At the Express Adda in Mumbai Thursday evening, he spoke on the erosion of institutions, on constitutional law and on the challenges during and after the polls. He said this election is marked by high stakes and low expectations. While the result could fundamentally alter the nature of politics, even if India were to become “an irrevocably majoritarian state in all dimensions”, the Opposition, he said, had not been able to build a concentrated narrative around this.
“There’s is no expectation of a visionary alternative, alternative Opposition or a return to basic constitutional principles. There’s no promise of achhe din as compared to the 2014 election,” he said.
Mehta said a distinctive aspect of the BJP’s current penetration in civil society is its magnitude. “Even if the BJP’s power is diminished this election, I think what makes it a distinctive moment is the civil society penetration of BJP and the ideology it represents, because the ideology is carried in bits by the other party as well in some forms. This is a right wing whose civil society presence is now of an unprecedented order of magnitude. It can mobilise five million RSS workers. It has become the new normal across a range of institutions from universities to courts to armed forces.”
“In fact, in some ways, the real challenge will begin after the election. I think the first step is in recognising the fact that there is something much deeper going on which is beyond electoral politics, in the terms in which we want to define our relationship with other citizens,” he said.
Observing that even the political vocabulary used to debate and discuss is now compromised, he said the words ‘liberal’ and ‘secularism’ are now seen as bad words, alongside an ideological mystification around what these values represent. “It has become such a bad word even the Opposition does not want to be identified as liberal or secular any more. We are straining to recover that language and vocabulary. I think it is going to be a long intellectual haul,” he said.
Responding to a member of the audience who asked wasn’t Indira Gandhi the first to introduce illiberalism, Mehta said he not only agreed but would go a little further to say Indira Gandhi’s years were marked by personalisation of power and destruction of institutions while Rajiv Gandhi tried to legitimise both Hindu and Muslim communalism.
Mehta, who resigned from the Prime Minister’s National Knowledge Commission in 2006 to protest the UPA government’s higher education policies and then quit the Nehru Memorial Museum and Library in 2016 against the marginalisation of academic credentials in the selection process of its director, said that the Congress party’s failures include its inability to tell its own story.

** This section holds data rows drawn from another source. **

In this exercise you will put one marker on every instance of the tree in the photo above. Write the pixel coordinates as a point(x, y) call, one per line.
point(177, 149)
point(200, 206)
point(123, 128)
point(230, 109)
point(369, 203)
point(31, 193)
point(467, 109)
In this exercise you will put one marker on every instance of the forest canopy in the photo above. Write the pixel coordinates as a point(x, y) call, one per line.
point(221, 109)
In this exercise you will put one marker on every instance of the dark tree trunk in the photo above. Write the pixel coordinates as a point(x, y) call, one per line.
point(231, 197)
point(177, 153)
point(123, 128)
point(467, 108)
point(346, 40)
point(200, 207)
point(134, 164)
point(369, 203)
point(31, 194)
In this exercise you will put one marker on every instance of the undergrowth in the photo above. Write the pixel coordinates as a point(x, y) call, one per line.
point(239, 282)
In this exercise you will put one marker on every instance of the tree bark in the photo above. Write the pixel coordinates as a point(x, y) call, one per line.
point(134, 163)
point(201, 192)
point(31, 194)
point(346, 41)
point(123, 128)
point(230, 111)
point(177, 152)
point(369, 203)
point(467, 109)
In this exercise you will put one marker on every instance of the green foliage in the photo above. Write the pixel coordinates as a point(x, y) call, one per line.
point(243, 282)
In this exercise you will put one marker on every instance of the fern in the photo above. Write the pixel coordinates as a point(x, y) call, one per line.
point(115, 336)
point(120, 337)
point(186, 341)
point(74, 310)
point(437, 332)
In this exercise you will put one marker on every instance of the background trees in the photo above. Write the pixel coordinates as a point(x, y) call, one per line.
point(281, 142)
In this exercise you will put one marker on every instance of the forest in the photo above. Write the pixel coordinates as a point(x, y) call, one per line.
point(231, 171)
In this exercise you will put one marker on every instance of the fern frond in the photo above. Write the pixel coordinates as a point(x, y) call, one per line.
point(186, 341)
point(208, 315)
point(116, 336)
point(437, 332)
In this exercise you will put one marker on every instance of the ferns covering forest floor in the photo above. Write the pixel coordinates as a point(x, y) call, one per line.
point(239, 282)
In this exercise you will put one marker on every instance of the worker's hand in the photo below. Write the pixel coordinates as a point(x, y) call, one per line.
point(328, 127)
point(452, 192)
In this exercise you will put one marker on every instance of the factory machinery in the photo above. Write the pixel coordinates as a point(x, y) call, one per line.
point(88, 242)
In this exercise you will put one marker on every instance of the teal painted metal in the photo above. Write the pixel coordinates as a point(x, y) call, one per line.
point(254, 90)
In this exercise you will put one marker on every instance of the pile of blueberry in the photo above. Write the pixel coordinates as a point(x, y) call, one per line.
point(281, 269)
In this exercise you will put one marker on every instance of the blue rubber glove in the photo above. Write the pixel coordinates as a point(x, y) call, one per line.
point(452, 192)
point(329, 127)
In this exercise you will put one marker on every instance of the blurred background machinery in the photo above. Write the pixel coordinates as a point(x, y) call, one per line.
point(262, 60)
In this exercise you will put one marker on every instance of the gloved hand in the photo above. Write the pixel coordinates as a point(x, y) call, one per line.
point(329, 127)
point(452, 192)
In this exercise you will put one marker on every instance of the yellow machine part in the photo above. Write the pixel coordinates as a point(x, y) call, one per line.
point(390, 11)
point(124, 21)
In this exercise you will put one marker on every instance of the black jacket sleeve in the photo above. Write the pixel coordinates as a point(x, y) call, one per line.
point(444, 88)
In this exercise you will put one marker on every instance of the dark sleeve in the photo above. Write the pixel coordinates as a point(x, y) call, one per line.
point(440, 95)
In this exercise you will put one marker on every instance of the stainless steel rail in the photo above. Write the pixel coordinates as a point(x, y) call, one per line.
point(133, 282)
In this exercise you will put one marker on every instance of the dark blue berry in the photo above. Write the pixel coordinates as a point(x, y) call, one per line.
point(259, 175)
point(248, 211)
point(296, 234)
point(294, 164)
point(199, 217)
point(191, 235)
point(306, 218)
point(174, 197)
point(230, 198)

“It cannot even go out and say look, under Manmohan Singh government, more groups were blacklisted internationally, which this government has been struggling to do. It cannot even go out and say Kashmir is a lot more precarious now than it was five years ago. It is public amnesia, right? It cannot even go out and say that the great moment of recognition on which the government staked its reputation was the US-India nuclear deal and here we are struggling to get into the NSC, right?”